Bennis came up behind him and whispered in his ear, “I was just thinking of something. The Murder on the Orient Express.”
“What about it?”
“Well, I just hope this isn’t like that. I mean, that’s the one where everybody did it, do you remember? Except they were on a train, not a boat. Well, if I’d been those people and I were on a boat and not a train, what I’d do is take Hercule Poirot and just throw him overboard.”
“What would you do with Hercule Poirot’s favorite sidekick?”
“Throw me over, too, I guess,” Bennis said.
Gregor sighed. “Then you’d h
ave three deaths to account for instead of one, and with the confusion about jurisdiction you’d have at least three separate law enforcement agencies looking into it, and then one of your coconspirators would break down under questioning—”
“All right,” Bennis said peevishly. “For God’s sake, Gregor, it was only a suggestion.”
“Limit your suggestions to new magic powers for unicorns. And while you’re not suggesting things, do me a favor. Block this passage.”
“Why?”
“So that nobody can get out, why do you think?”
“Gregor—”
Gregor sighed again. “I am going to go in there,” he said, “and behave just like your Hercule Poirot. I am going to give a presentation, and I am going to name a murderer—and I daresay the name won’t come as a surprise to at least half the assembled company. Doing that sort of thing in real life has a few unfortunate side effects, one of which is that key parts of your audience have a tendency to bolt. I want you to block this little passage up so that that’s nearly impossible, or at least a lot of work. Can you do that?”

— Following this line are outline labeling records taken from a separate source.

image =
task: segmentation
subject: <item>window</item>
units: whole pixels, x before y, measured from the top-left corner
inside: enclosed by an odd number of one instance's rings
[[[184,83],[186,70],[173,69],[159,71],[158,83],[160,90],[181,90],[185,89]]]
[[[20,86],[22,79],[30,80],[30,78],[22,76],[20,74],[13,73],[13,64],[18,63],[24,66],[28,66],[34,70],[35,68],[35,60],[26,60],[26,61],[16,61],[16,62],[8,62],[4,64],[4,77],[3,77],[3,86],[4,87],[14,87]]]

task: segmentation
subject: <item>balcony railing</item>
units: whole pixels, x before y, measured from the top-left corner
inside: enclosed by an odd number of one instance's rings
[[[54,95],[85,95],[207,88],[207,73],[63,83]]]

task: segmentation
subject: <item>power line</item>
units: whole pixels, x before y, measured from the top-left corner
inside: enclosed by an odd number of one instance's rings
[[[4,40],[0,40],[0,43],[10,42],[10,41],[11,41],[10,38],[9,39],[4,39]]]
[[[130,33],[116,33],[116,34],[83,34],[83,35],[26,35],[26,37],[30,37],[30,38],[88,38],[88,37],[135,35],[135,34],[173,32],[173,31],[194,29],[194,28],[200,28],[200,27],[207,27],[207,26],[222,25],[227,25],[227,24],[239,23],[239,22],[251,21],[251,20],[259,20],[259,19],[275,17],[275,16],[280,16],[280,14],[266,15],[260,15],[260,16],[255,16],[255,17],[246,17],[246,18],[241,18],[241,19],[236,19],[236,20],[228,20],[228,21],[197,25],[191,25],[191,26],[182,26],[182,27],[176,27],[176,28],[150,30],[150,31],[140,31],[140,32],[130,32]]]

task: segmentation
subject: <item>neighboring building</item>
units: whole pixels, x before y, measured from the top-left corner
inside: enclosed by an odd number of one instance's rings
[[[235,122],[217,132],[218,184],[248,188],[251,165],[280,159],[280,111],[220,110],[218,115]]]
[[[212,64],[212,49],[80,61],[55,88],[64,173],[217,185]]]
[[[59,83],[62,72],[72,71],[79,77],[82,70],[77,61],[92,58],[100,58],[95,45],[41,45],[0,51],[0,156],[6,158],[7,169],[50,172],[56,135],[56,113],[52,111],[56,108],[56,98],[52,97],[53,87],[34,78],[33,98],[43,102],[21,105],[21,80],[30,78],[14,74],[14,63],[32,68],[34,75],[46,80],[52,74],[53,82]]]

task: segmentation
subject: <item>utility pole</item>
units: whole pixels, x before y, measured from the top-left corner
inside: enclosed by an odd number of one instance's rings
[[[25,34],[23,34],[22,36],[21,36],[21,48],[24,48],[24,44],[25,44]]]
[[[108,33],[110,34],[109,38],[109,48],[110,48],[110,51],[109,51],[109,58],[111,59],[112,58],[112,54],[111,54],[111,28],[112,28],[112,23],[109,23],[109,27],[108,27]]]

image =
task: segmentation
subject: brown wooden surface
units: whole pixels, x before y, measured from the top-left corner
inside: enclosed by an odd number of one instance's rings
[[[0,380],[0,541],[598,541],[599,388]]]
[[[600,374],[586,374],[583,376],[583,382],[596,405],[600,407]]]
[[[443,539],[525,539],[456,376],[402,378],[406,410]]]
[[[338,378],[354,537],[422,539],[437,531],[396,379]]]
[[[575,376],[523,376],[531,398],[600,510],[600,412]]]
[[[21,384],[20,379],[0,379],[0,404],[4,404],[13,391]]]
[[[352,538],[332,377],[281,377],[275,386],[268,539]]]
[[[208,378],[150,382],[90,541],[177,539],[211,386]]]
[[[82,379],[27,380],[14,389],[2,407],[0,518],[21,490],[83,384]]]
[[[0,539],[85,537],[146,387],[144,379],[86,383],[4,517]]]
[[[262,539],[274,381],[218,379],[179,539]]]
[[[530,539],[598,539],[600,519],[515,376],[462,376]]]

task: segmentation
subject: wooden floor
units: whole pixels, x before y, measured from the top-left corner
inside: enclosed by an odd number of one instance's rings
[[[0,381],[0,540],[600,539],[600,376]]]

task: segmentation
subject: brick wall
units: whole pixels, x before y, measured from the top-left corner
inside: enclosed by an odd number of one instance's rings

“If you give me time. Do you really think Jon Baird is going to try to run off somewhere? Where would he run?”
“It’s not Jon Baird who’s going to try to run off somewhere,” Gregor said, and then, because he really didn’t have any more time, he turned away from her astonishment. If Bennis wasn’t so damn convinced that she would make a wonderful amateur detective, right along the lines of one of those new hard-boiled female private eyes, she wouldn’t spend so much of her time astonished.